Off the beaten path

I'm here for your safety

Just a quick post on two interesting things I read today, from a couple of blogs that deserve more traffic.

First off, Off the Wire has an excellent piece on “El Vigilante,” or to put it in criollo terms, “El Guachimán.” Its author, Brian Pablo, an expat journalist who recently moved from Rio to Caracas, focuses on the security guards, those ever-present characters of daily life in Venezuela. The money quote:

“Whenever something goes wrong, the first one they blame is the vigilante,” said the security guard at my mother-in-law’s lower-middle-class gated community after a house was robbed a block away. The kid’s got a technical degree and trying to finish highschool but he can’t get his studies done while on the job. My in-laws get along well with him and his coworkers, taking them food on holidays and cracking jokes on the way in and out of the gate.

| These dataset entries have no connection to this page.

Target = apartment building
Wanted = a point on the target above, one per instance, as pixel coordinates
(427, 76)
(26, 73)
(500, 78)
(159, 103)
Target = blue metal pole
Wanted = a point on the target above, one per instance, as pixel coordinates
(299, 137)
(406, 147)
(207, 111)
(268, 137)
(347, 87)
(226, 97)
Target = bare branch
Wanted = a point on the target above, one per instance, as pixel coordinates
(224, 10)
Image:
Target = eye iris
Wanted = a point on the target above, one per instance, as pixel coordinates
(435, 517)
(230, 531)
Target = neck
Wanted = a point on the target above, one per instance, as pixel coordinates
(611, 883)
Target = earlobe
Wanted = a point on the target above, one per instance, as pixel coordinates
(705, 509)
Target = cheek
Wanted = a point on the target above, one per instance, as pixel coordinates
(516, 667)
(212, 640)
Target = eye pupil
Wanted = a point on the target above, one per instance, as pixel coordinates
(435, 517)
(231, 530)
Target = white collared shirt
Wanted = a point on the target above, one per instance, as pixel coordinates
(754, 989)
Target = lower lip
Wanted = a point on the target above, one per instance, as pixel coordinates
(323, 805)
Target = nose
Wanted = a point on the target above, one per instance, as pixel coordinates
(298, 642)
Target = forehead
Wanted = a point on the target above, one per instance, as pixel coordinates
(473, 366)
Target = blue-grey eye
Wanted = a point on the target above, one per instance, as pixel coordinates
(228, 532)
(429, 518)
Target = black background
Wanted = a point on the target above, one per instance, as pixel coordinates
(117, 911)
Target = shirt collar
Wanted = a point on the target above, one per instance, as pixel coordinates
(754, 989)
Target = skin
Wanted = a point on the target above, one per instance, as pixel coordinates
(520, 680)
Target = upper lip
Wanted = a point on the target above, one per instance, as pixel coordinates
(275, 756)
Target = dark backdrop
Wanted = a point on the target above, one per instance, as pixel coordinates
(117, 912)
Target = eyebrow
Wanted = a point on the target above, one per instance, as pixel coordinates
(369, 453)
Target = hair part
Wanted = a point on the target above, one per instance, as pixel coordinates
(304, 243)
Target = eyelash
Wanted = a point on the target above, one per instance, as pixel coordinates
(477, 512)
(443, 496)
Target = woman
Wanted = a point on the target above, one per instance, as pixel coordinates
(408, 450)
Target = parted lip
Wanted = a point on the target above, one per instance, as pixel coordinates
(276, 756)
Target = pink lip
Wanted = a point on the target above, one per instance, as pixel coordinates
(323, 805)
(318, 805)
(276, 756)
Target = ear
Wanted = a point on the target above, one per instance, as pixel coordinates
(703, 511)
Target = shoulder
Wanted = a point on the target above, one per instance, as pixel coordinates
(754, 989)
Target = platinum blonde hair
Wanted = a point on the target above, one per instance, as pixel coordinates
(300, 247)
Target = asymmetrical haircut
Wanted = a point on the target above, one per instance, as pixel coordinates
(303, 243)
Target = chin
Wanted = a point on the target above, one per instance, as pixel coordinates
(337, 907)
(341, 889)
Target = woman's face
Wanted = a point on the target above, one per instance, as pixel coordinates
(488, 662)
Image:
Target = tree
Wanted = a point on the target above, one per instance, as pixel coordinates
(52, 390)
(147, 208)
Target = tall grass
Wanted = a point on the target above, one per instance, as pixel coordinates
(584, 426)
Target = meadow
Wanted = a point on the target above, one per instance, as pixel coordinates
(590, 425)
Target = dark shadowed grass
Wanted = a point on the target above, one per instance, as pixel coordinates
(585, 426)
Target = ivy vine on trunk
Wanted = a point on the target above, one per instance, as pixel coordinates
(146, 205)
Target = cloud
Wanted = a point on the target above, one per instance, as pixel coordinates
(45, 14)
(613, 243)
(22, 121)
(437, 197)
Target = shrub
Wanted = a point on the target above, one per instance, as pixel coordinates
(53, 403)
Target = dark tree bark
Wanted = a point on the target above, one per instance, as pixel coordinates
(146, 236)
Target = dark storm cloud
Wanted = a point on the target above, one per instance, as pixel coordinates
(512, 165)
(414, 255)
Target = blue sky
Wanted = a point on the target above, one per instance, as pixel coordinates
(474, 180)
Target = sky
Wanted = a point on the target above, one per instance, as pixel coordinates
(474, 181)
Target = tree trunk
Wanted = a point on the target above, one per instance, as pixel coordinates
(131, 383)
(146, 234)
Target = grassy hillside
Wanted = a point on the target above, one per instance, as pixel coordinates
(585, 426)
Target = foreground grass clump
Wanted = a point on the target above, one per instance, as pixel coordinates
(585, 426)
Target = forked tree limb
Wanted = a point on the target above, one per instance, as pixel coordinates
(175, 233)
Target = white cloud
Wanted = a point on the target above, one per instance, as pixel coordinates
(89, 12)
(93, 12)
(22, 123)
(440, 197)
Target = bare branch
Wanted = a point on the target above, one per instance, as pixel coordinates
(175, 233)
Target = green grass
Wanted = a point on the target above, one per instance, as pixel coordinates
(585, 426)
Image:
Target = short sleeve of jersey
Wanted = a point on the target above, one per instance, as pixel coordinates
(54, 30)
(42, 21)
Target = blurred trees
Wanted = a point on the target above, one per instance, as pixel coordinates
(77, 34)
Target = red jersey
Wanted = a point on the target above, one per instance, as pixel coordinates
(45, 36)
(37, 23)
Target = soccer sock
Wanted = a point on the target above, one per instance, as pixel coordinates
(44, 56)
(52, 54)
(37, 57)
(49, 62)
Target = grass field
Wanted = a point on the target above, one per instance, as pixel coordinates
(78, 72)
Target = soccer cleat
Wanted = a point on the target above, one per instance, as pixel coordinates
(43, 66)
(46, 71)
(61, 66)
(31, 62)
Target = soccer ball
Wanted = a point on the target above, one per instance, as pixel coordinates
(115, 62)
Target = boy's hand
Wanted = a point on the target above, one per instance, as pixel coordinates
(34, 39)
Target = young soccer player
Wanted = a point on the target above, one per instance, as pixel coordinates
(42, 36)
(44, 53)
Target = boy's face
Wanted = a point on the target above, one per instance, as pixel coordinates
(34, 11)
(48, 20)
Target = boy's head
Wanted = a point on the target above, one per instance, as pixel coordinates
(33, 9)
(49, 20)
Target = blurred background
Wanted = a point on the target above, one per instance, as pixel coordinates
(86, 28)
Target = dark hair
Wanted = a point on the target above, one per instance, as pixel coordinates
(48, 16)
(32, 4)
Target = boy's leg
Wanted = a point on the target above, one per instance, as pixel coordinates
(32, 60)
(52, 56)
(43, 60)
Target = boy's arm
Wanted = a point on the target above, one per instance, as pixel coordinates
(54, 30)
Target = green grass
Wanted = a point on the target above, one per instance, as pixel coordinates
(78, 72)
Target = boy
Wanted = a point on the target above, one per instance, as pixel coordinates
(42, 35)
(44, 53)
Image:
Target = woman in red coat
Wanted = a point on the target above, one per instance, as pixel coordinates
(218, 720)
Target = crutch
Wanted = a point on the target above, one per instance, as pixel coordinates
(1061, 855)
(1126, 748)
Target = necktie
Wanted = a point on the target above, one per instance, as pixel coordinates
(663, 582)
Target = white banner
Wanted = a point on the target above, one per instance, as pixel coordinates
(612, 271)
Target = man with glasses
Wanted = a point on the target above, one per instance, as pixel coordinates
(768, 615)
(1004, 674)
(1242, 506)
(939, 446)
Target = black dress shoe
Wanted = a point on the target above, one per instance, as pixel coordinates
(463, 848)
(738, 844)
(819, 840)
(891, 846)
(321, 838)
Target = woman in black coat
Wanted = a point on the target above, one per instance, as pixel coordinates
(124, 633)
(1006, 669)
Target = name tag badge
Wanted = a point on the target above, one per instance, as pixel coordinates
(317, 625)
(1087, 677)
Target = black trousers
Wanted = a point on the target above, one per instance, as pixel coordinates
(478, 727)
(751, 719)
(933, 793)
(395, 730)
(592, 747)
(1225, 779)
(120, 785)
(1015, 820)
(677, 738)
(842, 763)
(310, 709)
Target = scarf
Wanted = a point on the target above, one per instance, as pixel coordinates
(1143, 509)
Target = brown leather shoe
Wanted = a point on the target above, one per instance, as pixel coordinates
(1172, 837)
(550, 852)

That’s not the usual relationship. In one apartment I lived in, the landlord was shocked when I asked him to leave the key with the security guards. “With those criminals? Are you crazy?”

In looking for pictures, I stumbled on a less romantic vision of guachimanes in the dormant blog Cagá e país.

Another interesting piece on PDVSA and Exxon is in Harvard Prof. Noel Maurer’s blog, The Power and the Money (HT: Setty). I don’t know why the author knows so much about Venezuela, but hehas some interesting things to say. The money quote:

Exxon received from PDVSA what it was contractually entitled to get. The standard used by the ICC was the market value of the assets, not book value. The assumptions used to calculate that market value, however — chief among them estimates of the expected future price of oil — were limited by a clause in ExxonMobil’s 1998 association contract that effectively put a ceiling on the value of the company’s investment.

Is a thank-you card coming soon to Luis Giusti’s mailbox? Perhaps an e-card? I think he’s earned it.